England means various things to me. It's the past but it's also the future. As much as I love Paris, I imagine that I'll end up back in the UK at some point. The thought makes me feel a little sick.
In fact the whole thought of the future makes me feel a little nauseous. I'm definitely a man who lives in the moment. And, as far as I'm concerned, I have good reason to.
I'm the fourth generation in a line of men who died before their sixtieth birthdays. My Dad died at 59, my grandfather at 58, my great-grandfather at 59. I've never really paid much attention to my pension fund. I wonder why?
True, I'm a lot healthier than any of these men before me. I don't smoke and, although I'm in desperate need of dropping 'quelques' kilos, I have an active life that keeps my heart going.
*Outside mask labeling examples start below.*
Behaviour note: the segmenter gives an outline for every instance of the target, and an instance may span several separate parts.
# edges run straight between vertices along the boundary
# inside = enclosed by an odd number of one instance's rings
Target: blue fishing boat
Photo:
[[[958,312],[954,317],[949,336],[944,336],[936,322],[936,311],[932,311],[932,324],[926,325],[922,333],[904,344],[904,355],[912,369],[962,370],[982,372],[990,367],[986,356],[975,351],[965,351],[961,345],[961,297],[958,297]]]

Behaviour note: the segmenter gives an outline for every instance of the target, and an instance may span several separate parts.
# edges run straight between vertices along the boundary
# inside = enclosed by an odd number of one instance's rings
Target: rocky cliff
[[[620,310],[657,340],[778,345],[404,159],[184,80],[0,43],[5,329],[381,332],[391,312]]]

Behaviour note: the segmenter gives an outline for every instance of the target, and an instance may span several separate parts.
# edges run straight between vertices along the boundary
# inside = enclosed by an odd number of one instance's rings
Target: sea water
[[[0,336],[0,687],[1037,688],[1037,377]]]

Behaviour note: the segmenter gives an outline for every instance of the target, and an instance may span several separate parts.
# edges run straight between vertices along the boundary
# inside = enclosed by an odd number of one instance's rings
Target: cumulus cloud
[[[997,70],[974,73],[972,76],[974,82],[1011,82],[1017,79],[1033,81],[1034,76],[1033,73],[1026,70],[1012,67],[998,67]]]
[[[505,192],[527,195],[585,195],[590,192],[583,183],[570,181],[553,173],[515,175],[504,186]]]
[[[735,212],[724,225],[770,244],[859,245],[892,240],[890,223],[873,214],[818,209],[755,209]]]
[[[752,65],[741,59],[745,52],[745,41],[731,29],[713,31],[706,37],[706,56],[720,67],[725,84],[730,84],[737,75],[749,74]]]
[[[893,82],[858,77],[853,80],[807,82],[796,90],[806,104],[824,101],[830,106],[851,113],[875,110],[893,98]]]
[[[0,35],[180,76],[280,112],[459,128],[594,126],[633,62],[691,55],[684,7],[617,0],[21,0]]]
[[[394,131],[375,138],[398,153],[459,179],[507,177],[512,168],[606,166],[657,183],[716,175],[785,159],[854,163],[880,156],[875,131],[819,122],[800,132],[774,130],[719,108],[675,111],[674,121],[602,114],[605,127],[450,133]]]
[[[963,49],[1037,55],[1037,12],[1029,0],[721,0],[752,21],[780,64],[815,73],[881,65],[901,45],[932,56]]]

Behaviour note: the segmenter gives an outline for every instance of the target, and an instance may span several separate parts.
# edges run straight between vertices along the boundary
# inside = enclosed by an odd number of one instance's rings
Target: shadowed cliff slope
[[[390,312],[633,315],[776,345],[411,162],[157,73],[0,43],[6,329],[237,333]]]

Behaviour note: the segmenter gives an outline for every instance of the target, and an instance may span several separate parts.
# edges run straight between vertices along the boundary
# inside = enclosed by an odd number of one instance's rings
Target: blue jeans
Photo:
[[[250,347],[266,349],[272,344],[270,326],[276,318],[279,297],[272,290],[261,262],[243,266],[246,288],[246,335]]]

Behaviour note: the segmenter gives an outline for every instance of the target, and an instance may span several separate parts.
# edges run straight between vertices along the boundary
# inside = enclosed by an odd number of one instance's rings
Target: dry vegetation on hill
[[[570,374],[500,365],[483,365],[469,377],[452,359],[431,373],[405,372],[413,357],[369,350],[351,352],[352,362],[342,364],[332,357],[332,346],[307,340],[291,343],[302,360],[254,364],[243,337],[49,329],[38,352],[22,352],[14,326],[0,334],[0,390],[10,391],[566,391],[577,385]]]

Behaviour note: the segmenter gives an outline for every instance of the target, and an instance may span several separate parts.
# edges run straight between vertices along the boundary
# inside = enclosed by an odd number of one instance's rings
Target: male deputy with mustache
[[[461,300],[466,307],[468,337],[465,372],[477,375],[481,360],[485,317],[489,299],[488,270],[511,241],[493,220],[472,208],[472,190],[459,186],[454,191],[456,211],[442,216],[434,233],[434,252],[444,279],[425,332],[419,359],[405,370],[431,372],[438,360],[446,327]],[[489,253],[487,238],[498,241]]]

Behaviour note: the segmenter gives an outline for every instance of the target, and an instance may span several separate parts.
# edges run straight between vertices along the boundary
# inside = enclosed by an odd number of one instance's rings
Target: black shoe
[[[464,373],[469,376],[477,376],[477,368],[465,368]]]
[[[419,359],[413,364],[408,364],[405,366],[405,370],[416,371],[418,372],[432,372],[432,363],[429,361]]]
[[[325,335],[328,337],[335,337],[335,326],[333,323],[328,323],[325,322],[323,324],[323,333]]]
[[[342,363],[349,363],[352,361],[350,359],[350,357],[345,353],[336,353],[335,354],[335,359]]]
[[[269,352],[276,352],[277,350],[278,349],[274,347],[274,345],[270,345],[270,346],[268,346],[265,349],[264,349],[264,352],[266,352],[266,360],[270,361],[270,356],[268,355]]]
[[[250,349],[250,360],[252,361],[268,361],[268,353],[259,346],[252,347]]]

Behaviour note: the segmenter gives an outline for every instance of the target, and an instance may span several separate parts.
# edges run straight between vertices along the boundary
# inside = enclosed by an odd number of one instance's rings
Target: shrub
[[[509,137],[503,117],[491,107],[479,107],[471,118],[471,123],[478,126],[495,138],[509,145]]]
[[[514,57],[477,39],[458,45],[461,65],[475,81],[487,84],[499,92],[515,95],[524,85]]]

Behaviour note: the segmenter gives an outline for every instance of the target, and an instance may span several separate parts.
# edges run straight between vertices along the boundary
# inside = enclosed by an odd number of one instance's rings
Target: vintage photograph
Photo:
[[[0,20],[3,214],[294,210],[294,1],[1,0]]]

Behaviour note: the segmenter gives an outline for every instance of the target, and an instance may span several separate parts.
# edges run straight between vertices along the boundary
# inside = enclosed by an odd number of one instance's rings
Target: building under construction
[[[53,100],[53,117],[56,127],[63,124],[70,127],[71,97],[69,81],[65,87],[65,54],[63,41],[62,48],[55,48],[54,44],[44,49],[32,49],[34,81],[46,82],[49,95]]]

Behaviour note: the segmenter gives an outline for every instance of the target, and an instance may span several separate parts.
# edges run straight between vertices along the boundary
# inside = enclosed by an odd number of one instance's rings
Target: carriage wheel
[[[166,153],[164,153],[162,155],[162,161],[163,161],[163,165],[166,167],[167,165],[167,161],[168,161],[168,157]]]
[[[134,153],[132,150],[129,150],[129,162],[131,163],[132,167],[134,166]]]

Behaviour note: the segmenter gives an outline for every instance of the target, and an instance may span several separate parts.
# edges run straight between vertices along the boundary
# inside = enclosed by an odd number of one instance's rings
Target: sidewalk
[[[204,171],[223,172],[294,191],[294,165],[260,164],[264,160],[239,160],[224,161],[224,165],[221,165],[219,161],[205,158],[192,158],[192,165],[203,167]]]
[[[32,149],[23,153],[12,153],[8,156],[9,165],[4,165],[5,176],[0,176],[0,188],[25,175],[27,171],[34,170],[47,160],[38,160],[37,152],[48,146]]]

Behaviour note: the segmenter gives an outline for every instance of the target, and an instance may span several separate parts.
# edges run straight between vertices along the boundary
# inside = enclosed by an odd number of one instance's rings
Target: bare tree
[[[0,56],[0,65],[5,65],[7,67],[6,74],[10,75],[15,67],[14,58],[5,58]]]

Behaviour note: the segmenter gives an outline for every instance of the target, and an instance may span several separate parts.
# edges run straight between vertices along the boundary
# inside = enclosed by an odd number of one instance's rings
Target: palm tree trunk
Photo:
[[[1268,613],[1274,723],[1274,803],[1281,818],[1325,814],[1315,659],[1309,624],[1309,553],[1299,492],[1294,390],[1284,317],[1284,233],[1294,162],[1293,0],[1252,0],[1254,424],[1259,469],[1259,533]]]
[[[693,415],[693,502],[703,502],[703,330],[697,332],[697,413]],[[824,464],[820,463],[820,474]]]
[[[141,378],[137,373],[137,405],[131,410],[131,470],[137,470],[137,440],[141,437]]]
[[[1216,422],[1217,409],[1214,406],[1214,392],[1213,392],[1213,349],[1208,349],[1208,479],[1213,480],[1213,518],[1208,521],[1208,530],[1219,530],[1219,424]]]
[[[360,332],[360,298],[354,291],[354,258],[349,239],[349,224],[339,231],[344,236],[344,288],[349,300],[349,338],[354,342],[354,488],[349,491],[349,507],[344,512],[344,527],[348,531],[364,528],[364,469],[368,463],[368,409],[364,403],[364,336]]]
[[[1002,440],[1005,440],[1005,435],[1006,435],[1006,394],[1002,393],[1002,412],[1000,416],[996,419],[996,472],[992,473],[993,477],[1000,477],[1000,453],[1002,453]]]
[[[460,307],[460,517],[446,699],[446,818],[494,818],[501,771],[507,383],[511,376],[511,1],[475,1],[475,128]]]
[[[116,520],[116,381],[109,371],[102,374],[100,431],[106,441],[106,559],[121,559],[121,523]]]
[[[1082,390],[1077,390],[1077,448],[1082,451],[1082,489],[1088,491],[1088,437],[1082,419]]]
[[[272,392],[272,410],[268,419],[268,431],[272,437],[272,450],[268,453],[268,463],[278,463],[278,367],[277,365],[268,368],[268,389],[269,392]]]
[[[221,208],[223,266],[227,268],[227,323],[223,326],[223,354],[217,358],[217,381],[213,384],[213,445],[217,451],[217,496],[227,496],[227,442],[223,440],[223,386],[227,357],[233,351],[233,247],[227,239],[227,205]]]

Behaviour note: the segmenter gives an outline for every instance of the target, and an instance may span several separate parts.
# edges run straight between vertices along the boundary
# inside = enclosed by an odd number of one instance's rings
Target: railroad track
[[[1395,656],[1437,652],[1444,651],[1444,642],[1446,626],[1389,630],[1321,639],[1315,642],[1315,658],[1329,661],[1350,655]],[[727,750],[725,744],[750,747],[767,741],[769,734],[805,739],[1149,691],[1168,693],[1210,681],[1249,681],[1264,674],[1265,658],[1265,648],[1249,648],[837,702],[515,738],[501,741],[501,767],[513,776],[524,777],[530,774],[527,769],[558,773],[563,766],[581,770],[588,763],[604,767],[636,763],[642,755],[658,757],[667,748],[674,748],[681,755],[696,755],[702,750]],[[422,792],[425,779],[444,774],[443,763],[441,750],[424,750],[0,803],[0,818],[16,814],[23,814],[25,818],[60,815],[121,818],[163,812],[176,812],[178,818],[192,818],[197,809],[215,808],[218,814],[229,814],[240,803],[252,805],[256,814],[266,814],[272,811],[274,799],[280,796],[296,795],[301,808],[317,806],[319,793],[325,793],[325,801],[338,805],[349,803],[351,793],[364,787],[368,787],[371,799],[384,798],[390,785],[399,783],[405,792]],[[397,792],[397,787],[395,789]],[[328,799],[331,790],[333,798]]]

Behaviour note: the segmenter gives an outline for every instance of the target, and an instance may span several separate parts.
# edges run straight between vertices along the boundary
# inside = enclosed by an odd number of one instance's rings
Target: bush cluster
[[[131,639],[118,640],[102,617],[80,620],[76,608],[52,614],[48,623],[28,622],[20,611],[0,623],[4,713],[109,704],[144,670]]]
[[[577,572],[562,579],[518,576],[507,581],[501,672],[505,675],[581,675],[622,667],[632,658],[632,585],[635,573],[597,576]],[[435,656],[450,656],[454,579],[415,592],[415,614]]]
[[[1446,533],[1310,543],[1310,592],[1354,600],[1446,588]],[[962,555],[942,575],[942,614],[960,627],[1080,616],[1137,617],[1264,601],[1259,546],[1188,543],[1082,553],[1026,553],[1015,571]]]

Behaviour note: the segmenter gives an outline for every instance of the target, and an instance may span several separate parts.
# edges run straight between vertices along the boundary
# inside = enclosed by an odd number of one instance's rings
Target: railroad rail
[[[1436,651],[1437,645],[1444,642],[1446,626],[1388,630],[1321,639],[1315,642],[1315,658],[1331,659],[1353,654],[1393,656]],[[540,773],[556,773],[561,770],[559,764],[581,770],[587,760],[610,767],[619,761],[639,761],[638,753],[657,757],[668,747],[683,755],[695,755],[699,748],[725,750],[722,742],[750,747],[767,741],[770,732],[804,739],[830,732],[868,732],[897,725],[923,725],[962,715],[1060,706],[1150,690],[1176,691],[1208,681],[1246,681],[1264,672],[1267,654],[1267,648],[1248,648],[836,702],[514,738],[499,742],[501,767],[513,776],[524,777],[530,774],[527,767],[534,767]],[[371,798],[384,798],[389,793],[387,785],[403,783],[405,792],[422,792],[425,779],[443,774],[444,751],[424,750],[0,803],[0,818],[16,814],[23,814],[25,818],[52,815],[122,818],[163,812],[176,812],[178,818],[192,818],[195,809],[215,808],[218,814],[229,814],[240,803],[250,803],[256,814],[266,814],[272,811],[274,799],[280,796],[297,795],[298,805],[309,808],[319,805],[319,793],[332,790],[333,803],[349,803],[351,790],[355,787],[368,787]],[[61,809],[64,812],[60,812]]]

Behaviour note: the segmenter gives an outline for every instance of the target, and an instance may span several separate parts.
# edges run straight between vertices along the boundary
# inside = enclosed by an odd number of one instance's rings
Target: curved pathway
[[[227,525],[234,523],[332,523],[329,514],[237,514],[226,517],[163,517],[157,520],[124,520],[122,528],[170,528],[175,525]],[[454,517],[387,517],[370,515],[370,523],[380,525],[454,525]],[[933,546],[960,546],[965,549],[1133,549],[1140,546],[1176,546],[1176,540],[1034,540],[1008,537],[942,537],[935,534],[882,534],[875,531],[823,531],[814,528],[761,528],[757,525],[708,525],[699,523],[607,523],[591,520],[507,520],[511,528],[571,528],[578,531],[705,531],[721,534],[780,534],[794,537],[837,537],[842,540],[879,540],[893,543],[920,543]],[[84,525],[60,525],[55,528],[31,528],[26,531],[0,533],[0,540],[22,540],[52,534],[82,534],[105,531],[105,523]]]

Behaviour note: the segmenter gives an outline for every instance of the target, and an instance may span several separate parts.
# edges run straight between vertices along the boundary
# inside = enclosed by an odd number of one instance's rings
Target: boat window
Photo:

I make sure that I get regular aerobic workouts, but you know that if you read this regularly (wink, wink).
Despite all this, I still find the future a strange place and it's not somewhere I ever really want to think about.
Maybe it's the lack of someone by my side. Maybe that's what makes people think about the future; plan, dream, anticipate. Maybe.
I'm not saying that I don't want a future - far from it - but I can never look too far ahead. I get anxious, nervous, unsteady if I think about next year, five years' time.
I'm happy to think about the things I want to achieve in my life. I want to go to Easter Island. I want to live in Tokyo. I want to see the grown-ups that my nieces and nephew become. I want to wake up next to someone and think 'this is it, this is love'.
But make me think about these things in terms of 'when' and 'how', and I'll just turn and run.
Of all the things I want for myself, mostly, I want to be happy to think about the future.
For the time being, I'll occasionally give what lies ahead a passing thought or a glance, but I won't dwell.
The future is for other people. I just want now, thanks.